Team L&M
TV journalist and crime thriller writer Juggi Bhasin is back with an explosive new thriller Those Who Wait: When Revenge Clashes with Power (Notion Press). The tragic story takes the reader into the intense life of the powerful Tripathi family – a military family driven by ideals that gets drawn into the politics. The book has all the shades of emotions – love, vengeance and madness, ambition, and human frailty. Following is an excerpt from the book:
Chapter – 2 (pages 6-9)
A Man of Faith
A cursory look at two men talking in a narrow corridor amidst a scene of a communal cauldron would have told the neutral observer that one was the negotiating party and the other the one offering a deal: the only deal on the table. But a closer look showed it was not clear who the deal maker was and which the negotiating party.
The district collector, after a back and forth with Singh, folded his hands and pleaded with the Prime Ministerial contender.
‘Please Sir, I beg of you. Accept the offer. We can together defuse this situation. A simple apology is all that is required. Then we can all go home, and hopefully, this crowd will also retreat. A security crackdown on this crowd should be the last option. Scores will lose their lives if something like that were to happen. We would also not be able to guarantee your safety. And come to think of it, Sir… er… there has been some provocation from your end… you made an inflammatory speech in Azamgarh. You said Hindus have the first right to resources and all the others must queue up behind them for their turn. The Muslims are simply reacting to it….’ the DC tapered off.
Kanwar Pratap Singh’s permitted himself another smile. He patted the young officer on his shoulder and asked him, ‘You are Vinay Vaidya, right? A Saraswat Brahmin from Maharashtra?’
‘Indeed, Sir.’
‘Nice… very nice. Tell me, Vinay. Are you a man of faith?’
‘Yes sir. I am a deeply religious man… my entire family is….’
‘Good… very good, Vinay… now tell me, Vinay, as a man of faith, what do you understand by it?’
‘Faith?’
‘Yes, faith. What does faith mean to you?’
The collector paused to clarify his thoughts.
‘I believe in our traditions, in our rituals, in our worship of Lord Rama….’
‘Good, very good. You believe in Bhagwan Rama who some say is a mythological figure. The point is not that, young man. The point is, you believe in a belief. You believe in something. One could believe in a stone, a sculpture, a painting, or a godhead. The important thing is to believe. Do you know what I believe in?
‘I believe in the eight out of the ten people who surround me in this country. everywhere I go, that number never changes. Hindus are eighty per cent of the population. Why should I not believe in them? They are my faith, my belief. I believe in them, and I know what they believe in.
‘Go to the huts of the poorest of the poor. They might not have enough to eat, but they will certainly have a picture of Bhagwan Rama tucked in somewhere in their dwelling.
‘My critics dub me a communal person. Why? Because I believe in the eighty per cent? And I do not believe in a handful of people who have imposed their own version of history, religion, communal relations, and politics in this country contrary to all logic? People who only believe in serving the Sahays because it benefits them immensely?

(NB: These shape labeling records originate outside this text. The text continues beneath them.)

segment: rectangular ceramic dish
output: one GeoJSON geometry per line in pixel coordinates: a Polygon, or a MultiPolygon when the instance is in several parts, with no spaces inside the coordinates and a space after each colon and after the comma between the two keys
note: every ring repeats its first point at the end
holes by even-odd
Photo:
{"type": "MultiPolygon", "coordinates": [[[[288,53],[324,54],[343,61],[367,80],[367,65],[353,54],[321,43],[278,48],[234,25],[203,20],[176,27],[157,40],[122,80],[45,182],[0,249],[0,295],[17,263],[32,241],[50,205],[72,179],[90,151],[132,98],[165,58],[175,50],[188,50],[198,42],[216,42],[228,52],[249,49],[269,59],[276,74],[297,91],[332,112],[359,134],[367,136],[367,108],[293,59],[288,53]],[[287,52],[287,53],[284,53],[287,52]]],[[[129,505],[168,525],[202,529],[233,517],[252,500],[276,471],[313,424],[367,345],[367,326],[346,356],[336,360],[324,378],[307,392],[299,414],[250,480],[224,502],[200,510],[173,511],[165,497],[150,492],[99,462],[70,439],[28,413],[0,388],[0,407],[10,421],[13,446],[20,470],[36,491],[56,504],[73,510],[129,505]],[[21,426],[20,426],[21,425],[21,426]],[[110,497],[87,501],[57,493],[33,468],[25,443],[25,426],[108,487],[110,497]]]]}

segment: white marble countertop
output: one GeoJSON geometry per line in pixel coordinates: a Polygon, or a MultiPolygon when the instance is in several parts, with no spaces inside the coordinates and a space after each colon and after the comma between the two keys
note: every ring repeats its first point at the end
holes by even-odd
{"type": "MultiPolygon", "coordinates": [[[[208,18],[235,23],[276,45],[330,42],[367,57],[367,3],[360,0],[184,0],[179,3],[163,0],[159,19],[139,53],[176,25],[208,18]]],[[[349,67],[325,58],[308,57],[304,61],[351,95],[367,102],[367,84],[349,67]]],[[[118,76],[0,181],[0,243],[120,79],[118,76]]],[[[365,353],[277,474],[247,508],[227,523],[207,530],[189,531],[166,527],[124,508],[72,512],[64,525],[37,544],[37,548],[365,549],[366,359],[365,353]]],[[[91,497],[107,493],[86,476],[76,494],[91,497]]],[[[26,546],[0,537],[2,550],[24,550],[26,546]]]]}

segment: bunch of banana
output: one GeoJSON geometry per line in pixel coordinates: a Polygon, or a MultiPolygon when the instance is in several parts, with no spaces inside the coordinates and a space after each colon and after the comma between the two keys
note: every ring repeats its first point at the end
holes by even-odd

‘I have told the people of Azamgarh nothing but the truth. What would you have, eighty per cent of the people first stand in line or the twenty per cent?
‘In the US, so many Presidents, before their swearing-in, head straight to a church in the Washington area to pay obeisance. No one yet has said they serve only Christians in that country. Then why pick on me? Because I am inconvenient to vested interest? I challenge the order. I challenge the Sahay dynasty.’
The district collector was stilled to silence momentarily by the passion in the older man’s words. Then he recovered.
‘I hear you, Sir… but germane to our issue, we still have a problem here. How do you suggest we resolve it?’
The negotiation was over as far as Kanwar Pratap Singh was concerned. He came to the point. There was steel in his voice.
‘Now listen to me very carefully, Collector. I am coming to Delhi. I will not be stopped. And I have a long memory. I do not usually inhabit a grey zone. My world is black and white. I distinguish between friends and foes. The rest is up to you. Your choice, really.’
The collector shivered, and out of habit, bit his lip. Then he answered.
‘Tell me what you wish for, Sir. I will do it.’
Kanwar Pratap Singh nodded grimly.
‘Good. I will remember this. You will be more useful to me in a job rather than out of it. Tell them you failed in the negotiation. Don’t do anything but just keep the crowd at bay. Around 10 at night, restore the internet link for an hour. That is all the time I need to swing the situation in my favour. You got that?’